Nonlinear Causal Discovery through a Sequential Edge Orientation Approach
Stella Huang, Qing Zhou
TL;DR
This work tackles nonlinear causal discovery by combining identifiability results for restricted additive noise models with a sequential edge orientation strategy. Starting from a CPDAG, the proposed PANM-based criterion identifies an orientable undirected edge, which is then directed via a likelihood-ratio test that compares competing conditional models on the relevant subgraph. The method, termed SNOE, delivers a consistent reconstruction of the true DAG in the large-sample limit and demonstrates superior accuracy and computational efficiency compared to existing nonlinear DAG learners across synthetic and real datasets, including the Sachs flow-cytometry network and Tübingen cause-effect pairs.

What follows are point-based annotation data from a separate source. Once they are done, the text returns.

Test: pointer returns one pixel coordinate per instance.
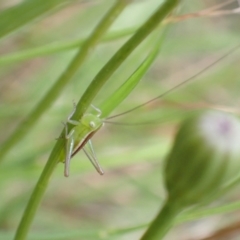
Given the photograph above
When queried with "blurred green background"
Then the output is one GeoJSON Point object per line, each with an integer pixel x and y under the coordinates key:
{"type": "Point", "coordinates": [87, 205]}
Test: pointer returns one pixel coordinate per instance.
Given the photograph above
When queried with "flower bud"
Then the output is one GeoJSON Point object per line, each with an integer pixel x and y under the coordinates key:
{"type": "Point", "coordinates": [204, 158]}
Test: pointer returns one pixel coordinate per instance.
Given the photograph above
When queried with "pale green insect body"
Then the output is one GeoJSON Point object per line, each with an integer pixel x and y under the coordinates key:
{"type": "Point", "coordinates": [79, 137]}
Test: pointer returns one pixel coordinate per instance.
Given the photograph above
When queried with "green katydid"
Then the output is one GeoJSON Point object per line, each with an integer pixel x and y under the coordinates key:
{"type": "Point", "coordinates": [80, 135]}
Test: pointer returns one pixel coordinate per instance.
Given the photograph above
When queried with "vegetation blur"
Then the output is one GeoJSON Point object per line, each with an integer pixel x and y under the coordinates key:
{"type": "Point", "coordinates": [36, 47]}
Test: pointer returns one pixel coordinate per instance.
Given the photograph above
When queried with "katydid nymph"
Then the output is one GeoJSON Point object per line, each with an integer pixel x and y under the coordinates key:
{"type": "Point", "coordinates": [79, 137]}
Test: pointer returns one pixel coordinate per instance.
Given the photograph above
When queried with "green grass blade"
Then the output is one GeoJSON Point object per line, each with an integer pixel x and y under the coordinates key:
{"type": "Point", "coordinates": [119, 57]}
{"type": "Point", "coordinates": [23, 13]}
{"type": "Point", "coordinates": [59, 47]}
{"type": "Point", "coordinates": [42, 183]}
{"type": "Point", "coordinates": [127, 87]}
{"type": "Point", "coordinates": [64, 79]}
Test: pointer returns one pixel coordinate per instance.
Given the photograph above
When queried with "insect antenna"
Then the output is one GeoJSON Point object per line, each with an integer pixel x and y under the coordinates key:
{"type": "Point", "coordinates": [176, 86]}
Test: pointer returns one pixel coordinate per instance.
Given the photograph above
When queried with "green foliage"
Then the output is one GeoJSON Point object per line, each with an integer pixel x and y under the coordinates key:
{"type": "Point", "coordinates": [120, 204]}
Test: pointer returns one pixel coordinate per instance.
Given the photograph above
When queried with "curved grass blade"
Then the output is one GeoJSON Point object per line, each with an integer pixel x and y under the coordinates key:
{"type": "Point", "coordinates": [127, 87]}
{"type": "Point", "coordinates": [63, 80]}
{"type": "Point", "coordinates": [84, 102]}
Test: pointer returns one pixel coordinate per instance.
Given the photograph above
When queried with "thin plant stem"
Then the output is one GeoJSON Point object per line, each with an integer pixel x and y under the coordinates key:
{"type": "Point", "coordinates": [162, 223]}
{"type": "Point", "coordinates": [64, 79]}
{"type": "Point", "coordinates": [42, 183]}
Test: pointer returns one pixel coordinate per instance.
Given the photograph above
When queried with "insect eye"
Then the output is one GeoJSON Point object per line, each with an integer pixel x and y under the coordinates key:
{"type": "Point", "coordinates": [92, 124]}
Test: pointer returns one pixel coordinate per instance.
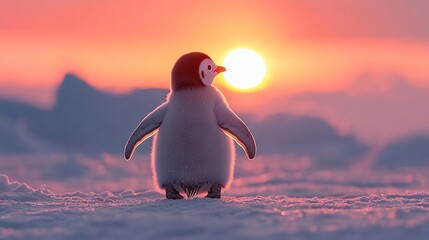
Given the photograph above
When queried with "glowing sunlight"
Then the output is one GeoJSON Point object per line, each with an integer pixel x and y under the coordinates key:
{"type": "Point", "coordinates": [245, 69]}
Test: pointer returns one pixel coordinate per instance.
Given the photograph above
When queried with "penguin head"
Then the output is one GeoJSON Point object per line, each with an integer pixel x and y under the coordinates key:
{"type": "Point", "coordinates": [193, 70]}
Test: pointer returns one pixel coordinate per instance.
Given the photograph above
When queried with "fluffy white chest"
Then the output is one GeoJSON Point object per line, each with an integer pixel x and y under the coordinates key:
{"type": "Point", "coordinates": [190, 147]}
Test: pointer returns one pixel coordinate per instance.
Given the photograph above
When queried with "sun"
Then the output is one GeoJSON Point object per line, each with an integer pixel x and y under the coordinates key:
{"type": "Point", "coordinates": [245, 69]}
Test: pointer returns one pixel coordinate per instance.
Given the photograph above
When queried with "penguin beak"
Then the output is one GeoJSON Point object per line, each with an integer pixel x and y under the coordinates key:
{"type": "Point", "coordinates": [220, 69]}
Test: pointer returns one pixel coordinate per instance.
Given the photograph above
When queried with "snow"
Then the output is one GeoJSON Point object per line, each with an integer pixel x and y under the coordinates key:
{"type": "Point", "coordinates": [268, 200]}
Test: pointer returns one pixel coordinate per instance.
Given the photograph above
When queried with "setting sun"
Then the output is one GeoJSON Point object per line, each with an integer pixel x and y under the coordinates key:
{"type": "Point", "coordinates": [245, 69]}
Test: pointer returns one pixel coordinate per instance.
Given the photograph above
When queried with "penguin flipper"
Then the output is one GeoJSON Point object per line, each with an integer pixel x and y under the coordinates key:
{"type": "Point", "coordinates": [235, 128]}
{"type": "Point", "coordinates": [147, 128]}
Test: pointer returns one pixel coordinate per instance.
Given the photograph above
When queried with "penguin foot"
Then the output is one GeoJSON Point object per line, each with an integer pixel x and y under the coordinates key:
{"type": "Point", "coordinates": [172, 193]}
{"type": "Point", "coordinates": [215, 191]}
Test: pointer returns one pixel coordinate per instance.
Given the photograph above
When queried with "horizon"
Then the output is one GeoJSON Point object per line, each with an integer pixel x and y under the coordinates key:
{"type": "Point", "coordinates": [328, 98]}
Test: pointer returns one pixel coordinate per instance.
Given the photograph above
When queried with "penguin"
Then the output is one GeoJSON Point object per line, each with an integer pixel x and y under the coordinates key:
{"type": "Point", "coordinates": [193, 150]}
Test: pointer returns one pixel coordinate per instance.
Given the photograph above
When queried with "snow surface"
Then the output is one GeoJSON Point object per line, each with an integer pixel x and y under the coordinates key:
{"type": "Point", "coordinates": [268, 200]}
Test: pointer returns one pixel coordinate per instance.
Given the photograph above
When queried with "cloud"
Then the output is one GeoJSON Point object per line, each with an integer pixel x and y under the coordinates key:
{"type": "Point", "coordinates": [85, 120]}
{"type": "Point", "coordinates": [408, 152]}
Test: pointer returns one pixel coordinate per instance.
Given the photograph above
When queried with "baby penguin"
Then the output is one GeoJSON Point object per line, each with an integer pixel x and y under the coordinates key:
{"type": "Point", "coordinates": [192, 150]}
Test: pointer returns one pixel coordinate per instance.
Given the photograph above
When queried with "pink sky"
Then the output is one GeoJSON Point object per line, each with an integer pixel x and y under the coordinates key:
{"type": "Point", "coordinates": [309, 45]}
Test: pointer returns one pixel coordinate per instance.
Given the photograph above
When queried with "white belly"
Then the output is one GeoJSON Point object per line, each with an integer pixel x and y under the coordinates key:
{"type": "Point", "coordinates": [190, 148]}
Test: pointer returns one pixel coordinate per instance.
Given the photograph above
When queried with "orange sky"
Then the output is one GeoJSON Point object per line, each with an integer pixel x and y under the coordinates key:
{"type": "Point", "coordinates": [308, 45]}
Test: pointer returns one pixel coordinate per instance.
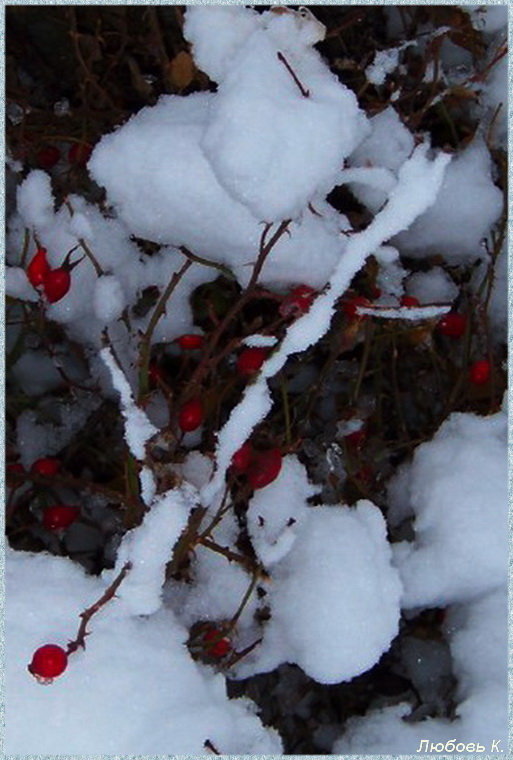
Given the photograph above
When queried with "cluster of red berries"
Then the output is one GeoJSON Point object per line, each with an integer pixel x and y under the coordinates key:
{"type": "Point", "coordinates": [260, 467]}
{"type": "Point", "coordinates": [50, 155]}
{"type": "Point", "coordinates": [54, 283]}
{"type": "Point", "coordinates": [58, 516]}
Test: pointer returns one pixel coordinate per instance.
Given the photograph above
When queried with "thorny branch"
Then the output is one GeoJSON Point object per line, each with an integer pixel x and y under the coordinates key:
{"type": "Point", "coordinates": [87, 614]}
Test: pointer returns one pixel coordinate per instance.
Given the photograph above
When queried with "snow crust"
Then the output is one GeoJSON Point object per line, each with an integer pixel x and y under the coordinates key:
{"type": "Point", "coordinates": [334, 598]}
{"type": "Point", "coordinates": [456, 488]}
{"type": "Point", "coordinates": [185, 705]}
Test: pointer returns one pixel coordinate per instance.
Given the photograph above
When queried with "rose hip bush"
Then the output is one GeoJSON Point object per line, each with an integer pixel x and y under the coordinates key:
{"type": "Point", "coordinates": [256, 344]}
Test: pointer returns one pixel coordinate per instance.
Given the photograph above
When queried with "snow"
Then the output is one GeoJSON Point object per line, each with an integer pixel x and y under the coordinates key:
{"type": "Point", "coordinates": [477, 633]}
{"type": "Point", "coordinates": [17, 285]}
{"type": "Point", "coordinates": [149, 548]}
{"type": "Point", "coordinates": [259, 341]}
{"type": "Point", "coordinates": [248, 141]}
{"type": "Point", "coordinates": [433, 286]}
{"type": "Point", "coordinates": [388, 146]}
{"type": "Point", "coordinates": [384, 63]}
{"type": "Point", "coordinates": [108, 299]}
{"type": "Point", "coordinates": [185, 705]}
{"type": "Point", "coordinates": [455, 230]}
{"type": "Point", "coordinates": [404, 312]}
{"type": "Point", "coordinates": [419, 180]}
{"type": "Point", "coordinates": [276, 513]}
{"type": "Point", "coordinates": [204, 172]}
{"type": "Point", "coordinates": [138, 428]}
{"type": "Point", "coordinates": [456, 488]}
{"type": "Point", "coordinates": [35, 199]}
{"type": "Point", "coordinates": [326, 591]}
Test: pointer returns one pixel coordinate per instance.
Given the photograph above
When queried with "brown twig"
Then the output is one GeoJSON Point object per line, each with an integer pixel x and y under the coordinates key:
{"type": "Point", "coordinates": [87, 614]}
{"type": "Point", "coordinates": [304, 92]}
{"type": "Point", "coordinates": [160, 308]}
{"type": "Point", "coordinates": [208, 745]}
{"type": "Point", "coordinates": [265, 249]}
{"type": "Point", "coordinates": [14, 479]}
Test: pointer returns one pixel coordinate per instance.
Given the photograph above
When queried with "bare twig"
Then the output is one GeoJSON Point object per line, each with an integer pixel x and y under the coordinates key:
{"type": "Point", "coordinates": [208, 745]}
{"type": "Point", "coordinates": [304, 92]}
{"type": "Point", "coordinates": [160, 308]}
{"type": "Point", "coordinates": [87, 614]}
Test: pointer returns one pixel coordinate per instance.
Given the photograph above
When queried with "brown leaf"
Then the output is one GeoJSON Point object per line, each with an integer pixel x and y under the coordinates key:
{"type": "Point", "coordinates": [181, 70]}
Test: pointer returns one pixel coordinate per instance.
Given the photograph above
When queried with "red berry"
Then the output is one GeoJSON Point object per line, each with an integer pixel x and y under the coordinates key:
{"type": "Point", "coordinates": [47, 466]}
{"type": "Point", "coordinates": [191, 415]}
{"type": "Point", "coordinates": [79, 153]}
{"type": "Point", "coordinates": [59, 516]}
{"type": "Point", "coordinates": [56, 284]}
{"type": "Point", "coordinates": [250, 360]}
{"type": "Point", "coordinates": [356, 438]}
{"type": "Point", "coordinates": [242, 458]}
{"type": "Point", "coordinates": [452, 325]}
{"type": "Point", "coordinates": [38, 268]}
{"type": "Point", "coordinates": [480, 372]}
{"type": "Point", "coordinates": [264, 468]}
{"type": "Point", "coordinates": [220, 645]}
{"type": "Point", "coordinates": [349, 307]}
{"type": "Point", "coordinates": [190, 341]}
{"type": "Point", "coordinates": [155, 374]}
{"type": "Point", "coordinates": [48, 662]}
{"type": "Point", "coordinates": [298, 301]}
{"type": "Point", "coordinates": [47, 157]}
{"type": "Point", "coordinates": [409, 301]}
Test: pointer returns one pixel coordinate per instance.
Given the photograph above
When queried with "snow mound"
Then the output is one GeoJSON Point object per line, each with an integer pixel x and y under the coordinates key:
{"type": "Point", "coordinates": [107, 685]}
{"type": "Point", "coordinates": [276, 513]}
{"type": "Point", "coordinates": [248, 141]}
{"type": "Point", "coordinates": [477, 635]}
{"type": "Point", "coordinates": [456, 487]}
{"type": "Point", "coordinates": [334, 599]}
{"type": "Point", "coordinates": [466, 207]}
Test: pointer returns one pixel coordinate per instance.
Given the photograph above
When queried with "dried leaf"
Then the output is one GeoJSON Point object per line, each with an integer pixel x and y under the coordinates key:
{"type": "Point", "coordinates": [181, 70]}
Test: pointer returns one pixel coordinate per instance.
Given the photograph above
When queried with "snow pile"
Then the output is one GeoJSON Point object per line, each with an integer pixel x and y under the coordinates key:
{"type": "Point", "coordinates": [248, 141]}
{"type": "Point", "coordinates": [234, 161]}
{"type": "Point", "coordinates": [466, 207]}
{"type": "Point", "coordinates": [456, 487]}
{"type": "Point", "coordinates": [388, 146]}
{"type": "Point", "coordinates": [477, 634]}
{"type": "Point", "coordinates": [276, 513]}
{"type": "Point", "coordinates": [433, 286]}
{"type": "Point", "coordinates": [334, 598]}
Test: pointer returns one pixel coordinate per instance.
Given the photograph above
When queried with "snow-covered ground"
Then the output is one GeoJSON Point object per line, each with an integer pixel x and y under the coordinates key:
{"type": "Point", "coordinates": [207, 171]}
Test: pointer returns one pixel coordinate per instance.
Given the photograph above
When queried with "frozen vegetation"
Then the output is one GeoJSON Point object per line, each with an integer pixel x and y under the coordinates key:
{"type": "Point", "coordinates": [236, 180]}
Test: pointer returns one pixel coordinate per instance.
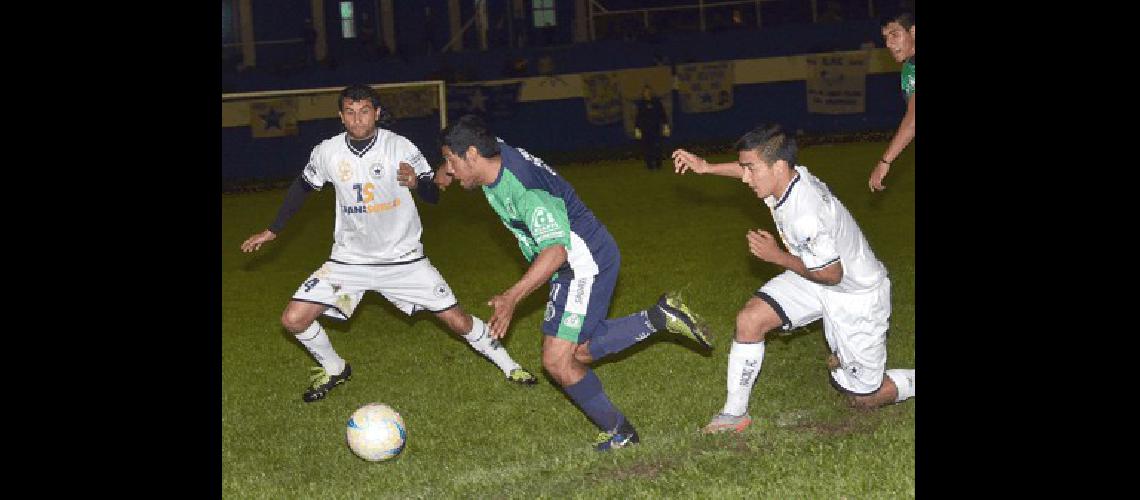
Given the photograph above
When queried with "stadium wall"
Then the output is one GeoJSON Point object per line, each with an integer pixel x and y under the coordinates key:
{"type": "Point", "coordinates": [547, 121]}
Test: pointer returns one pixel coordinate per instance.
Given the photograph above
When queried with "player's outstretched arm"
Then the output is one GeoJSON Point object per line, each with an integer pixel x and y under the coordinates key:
{"type": "Point", "coordinates": [764, 246]}
{"type": "Point", "coordinates": [253, 243]}
{"type": "Point", "coordinates": [684, 161]}
{"type": "Point", "coordinates": [294, 197]}
{"type": "Point", "coordinates": [898, 142]}
{"type": "Point", "coordinates": [423, 183]}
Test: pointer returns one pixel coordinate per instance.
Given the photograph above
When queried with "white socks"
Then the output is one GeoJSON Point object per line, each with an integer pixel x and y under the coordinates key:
{"type": "Point", "coordinates": [744, 362]}
{"type": "Point", "coordinates": [315, 339]}
{"type": "Point", "coordinates": [903, 379]}
{"type": "Point", "coordinates": [481, 341]}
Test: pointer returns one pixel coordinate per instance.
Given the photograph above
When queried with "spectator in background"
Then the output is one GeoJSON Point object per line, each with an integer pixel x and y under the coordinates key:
{"type": "Point", "coordinates": [832, 13]}
{"type": "Point", "coordinates": [545, 65]}
{"type": "Point", "coordinates": [898, 33]}
{"type": "Point", "coordinates": [650, 124]}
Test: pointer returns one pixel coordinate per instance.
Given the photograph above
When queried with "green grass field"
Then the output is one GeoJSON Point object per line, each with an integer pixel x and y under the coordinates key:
{"type": "Point", "coordinates": [473, 435]}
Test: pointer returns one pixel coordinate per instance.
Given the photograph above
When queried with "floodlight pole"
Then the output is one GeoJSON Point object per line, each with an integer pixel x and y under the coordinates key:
{"type": "Point", "coordinates": [701, 8]}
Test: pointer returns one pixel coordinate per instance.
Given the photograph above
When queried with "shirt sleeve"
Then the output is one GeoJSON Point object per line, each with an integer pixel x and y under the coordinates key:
{"type": "Point", "coordinates": [814, 243]}
{"type": "Point", "coordinates": [545, 218]}
{"type": "Point", "coordinates": [314, 173]}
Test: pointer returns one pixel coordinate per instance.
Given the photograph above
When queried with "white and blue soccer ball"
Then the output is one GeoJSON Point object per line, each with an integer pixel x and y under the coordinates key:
{"type": "Point", "coordinates": [376, 432]}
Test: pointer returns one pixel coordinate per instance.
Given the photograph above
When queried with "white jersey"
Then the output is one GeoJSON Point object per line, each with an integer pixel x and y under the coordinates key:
{"type": "Point", "coordinates": [819, 230]}
{"type": "Point", "coordinates": [376, 219]}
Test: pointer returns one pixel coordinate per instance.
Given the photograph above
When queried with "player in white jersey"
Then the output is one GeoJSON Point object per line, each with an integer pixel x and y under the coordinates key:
{"type": "Point", "coordinates": [375, 242]}
{"type": "Point", "coordinates": [831, 273]}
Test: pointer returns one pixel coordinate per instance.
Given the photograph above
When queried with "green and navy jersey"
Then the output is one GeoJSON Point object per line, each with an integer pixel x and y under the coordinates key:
{"type": "Point", "coordinates": [908, 79]}
{"type": "Point", "coordinates": [542, 208]}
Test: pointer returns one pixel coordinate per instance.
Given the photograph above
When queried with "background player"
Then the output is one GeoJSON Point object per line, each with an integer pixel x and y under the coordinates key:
{"type": "Point", "coordinates": [898, 33]}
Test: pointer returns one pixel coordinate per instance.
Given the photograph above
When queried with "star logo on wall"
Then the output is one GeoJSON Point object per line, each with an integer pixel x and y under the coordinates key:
{"type": "Point", "coordinates": [273, 119]}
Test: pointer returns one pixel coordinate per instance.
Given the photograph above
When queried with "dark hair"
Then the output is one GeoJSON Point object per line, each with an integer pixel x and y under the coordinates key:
{"type": "Point", "coordinates": [905, 19]}
{"type": "Point", "coordinates": [470, 130]}
{"type": "Point", "coordinates": [359, 91]}
{"type": "Point", "coordinates": [771, 142]}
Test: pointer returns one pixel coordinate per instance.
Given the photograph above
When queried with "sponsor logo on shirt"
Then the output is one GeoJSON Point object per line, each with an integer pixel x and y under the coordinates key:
{"type": "Point", "coordinates": [373, 207]}
{"type": "Point", "coordinates": [544, 224]}
{"type": "Point", "coordinates": [344, 170]}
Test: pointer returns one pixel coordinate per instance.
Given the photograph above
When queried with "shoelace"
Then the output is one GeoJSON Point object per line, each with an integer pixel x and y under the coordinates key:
{"type": "Point", "coordinates": [603, 437]}
{"type": "Point", "coordinates": [319, 377]}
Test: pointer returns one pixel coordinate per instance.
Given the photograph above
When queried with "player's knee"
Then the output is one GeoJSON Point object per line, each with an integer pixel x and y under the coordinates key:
{"type": "Point", "coordinates": [581, 354]}
{"type": "Point", "coordinates": [559, 365]}
{"type": "Point", "coordinates": [295, 321]}
{"type": "Point", "coordinates": [755, 321]}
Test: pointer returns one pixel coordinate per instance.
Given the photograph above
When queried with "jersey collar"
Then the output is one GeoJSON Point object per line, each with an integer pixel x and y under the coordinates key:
{"type": "Point", "coordinates": [365, 149]}
{"type": "Point", "coordinates": [787, 191]}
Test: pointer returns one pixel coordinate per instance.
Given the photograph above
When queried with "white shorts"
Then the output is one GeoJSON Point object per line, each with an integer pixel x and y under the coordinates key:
{"type": "Point", "coordinates": [410, 286]}
{"type": "Point", "coordinates": [855, 325]}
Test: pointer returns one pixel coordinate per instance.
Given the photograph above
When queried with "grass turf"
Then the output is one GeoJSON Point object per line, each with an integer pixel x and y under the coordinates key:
{"type": "Point", "coordinates": [473, 434]}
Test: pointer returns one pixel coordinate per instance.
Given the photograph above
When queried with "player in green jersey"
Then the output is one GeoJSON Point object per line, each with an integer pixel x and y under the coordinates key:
{"type": "Point", "coordinates": [898, 33]}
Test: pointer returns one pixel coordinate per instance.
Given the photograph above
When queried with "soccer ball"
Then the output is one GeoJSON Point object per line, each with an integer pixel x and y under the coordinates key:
{"type": "Point", "coordinates": [375, 432]}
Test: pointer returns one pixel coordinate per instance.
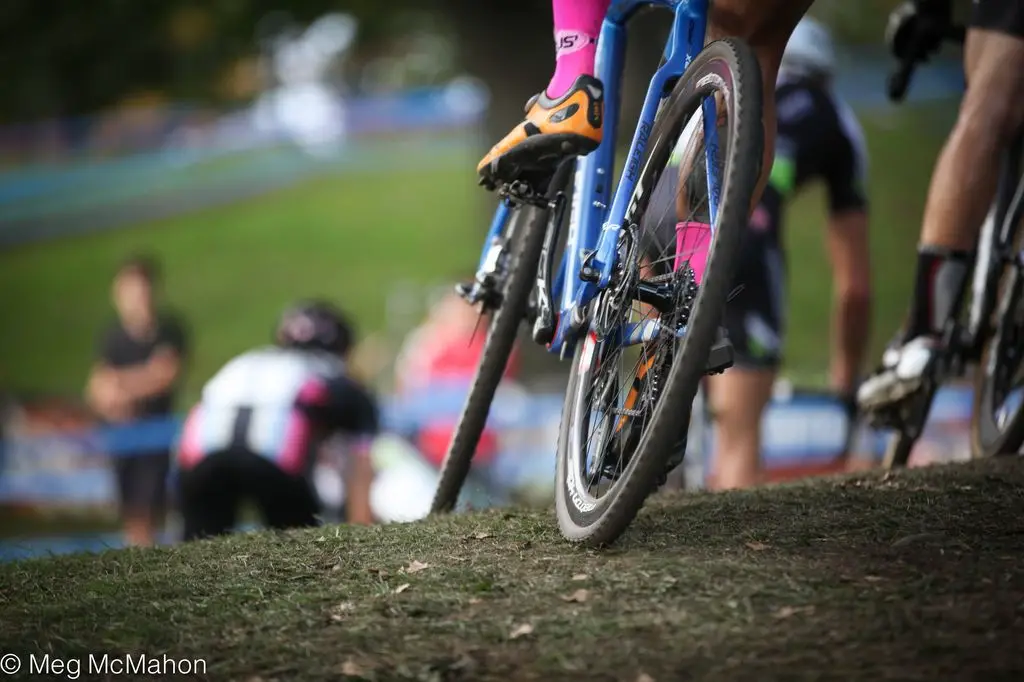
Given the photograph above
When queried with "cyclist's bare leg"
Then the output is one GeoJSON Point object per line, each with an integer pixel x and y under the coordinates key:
{"type": "Point", "coordinates": [766, 26]}
{"type": "Point", "coordinates": [967, 172]}
{"type": "Point", "coordinates": [963, 187]}
{"type": "Point", "coordinates": [738, 397]}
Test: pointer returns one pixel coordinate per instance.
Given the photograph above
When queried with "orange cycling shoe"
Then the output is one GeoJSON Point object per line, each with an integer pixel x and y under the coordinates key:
{"type": "Point", "coordinates": [553, 130]}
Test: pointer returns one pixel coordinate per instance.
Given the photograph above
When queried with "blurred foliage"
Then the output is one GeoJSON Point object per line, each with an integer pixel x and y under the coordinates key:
{"type": "Point", "coordinates": [65, 57]}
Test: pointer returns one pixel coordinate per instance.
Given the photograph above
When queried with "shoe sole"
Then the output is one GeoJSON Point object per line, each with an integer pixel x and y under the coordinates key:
{"type": "Point", "coordinates": [535, 158]}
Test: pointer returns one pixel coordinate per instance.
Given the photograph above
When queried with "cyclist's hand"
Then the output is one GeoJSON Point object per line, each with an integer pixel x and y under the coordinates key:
{"type": "Point", "coordinates": [915, 29]}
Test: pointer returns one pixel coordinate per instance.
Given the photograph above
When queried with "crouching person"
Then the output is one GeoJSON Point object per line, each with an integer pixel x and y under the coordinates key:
{"type": "Point", "coordinates": [261, 422]}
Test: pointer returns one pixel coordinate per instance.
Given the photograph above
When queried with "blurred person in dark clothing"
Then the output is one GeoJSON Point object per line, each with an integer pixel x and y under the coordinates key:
{"type": "Point", "coordinates": [138, 369]}
{"type": "Point", "coordinates": [263, 420]}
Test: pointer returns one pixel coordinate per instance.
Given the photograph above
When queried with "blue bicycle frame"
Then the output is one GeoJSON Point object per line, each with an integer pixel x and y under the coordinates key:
{"type": "Point", "coordinates": [593, 227]}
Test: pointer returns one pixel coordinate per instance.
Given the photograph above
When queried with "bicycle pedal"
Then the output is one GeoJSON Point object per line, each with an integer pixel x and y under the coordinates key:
{"type": "Point", "coordinates": [721, 357]}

Practically, SNOE provides a scalable, robust alternative to kernel-based and optimization-based approaches, with explicit edge-ordering and a principled orientation test that mitigate model misspecification and reduce reliance on exhaustive search over graph space.
Abstract
Recent advances have established the identifiability of a directed acyclic graph (DAG) under additive noise models (ANMs), spurring the development of various causal discovery methods. However, most existing methods make restrictive model assumptions, rely heavily on general independence tests, or require substantial computational time. To address these limitations, we propose a sequential procedure to orient undirected edges in a completed partial DAG (CPDAG), representing an equivalence class of DAGs, by leveraging the pairwise additive noise model (PANM) to identify their causal directions. We prove that this procedure can recover the true causal DAG assuming a restricted ANM. Building on this result, we develop a novel constraint-based algorithm for learning causal DAGs under nonlinear ANMs. Given an estimated CPDAG, we develop a ranking procedure that sorts undirected edges by their adherence to the PANM, which defines an evaluation order of the edges. To determine the edge direction, we devise a statistical test that compares the log-likelihood values, evaluated with respect to the competing directions, of a sub-graph comprising just the candidate nodes and their identified parents in the partial DAG. We further establish the structural learning consistency of our algorithm in the large-sample limit. Extensive experiments on synthetic and real-world datasets demonstrate that our method is computationally efficient, robust to model misspecification, and consistently outperforms many existing nonlinear DAG learning methods.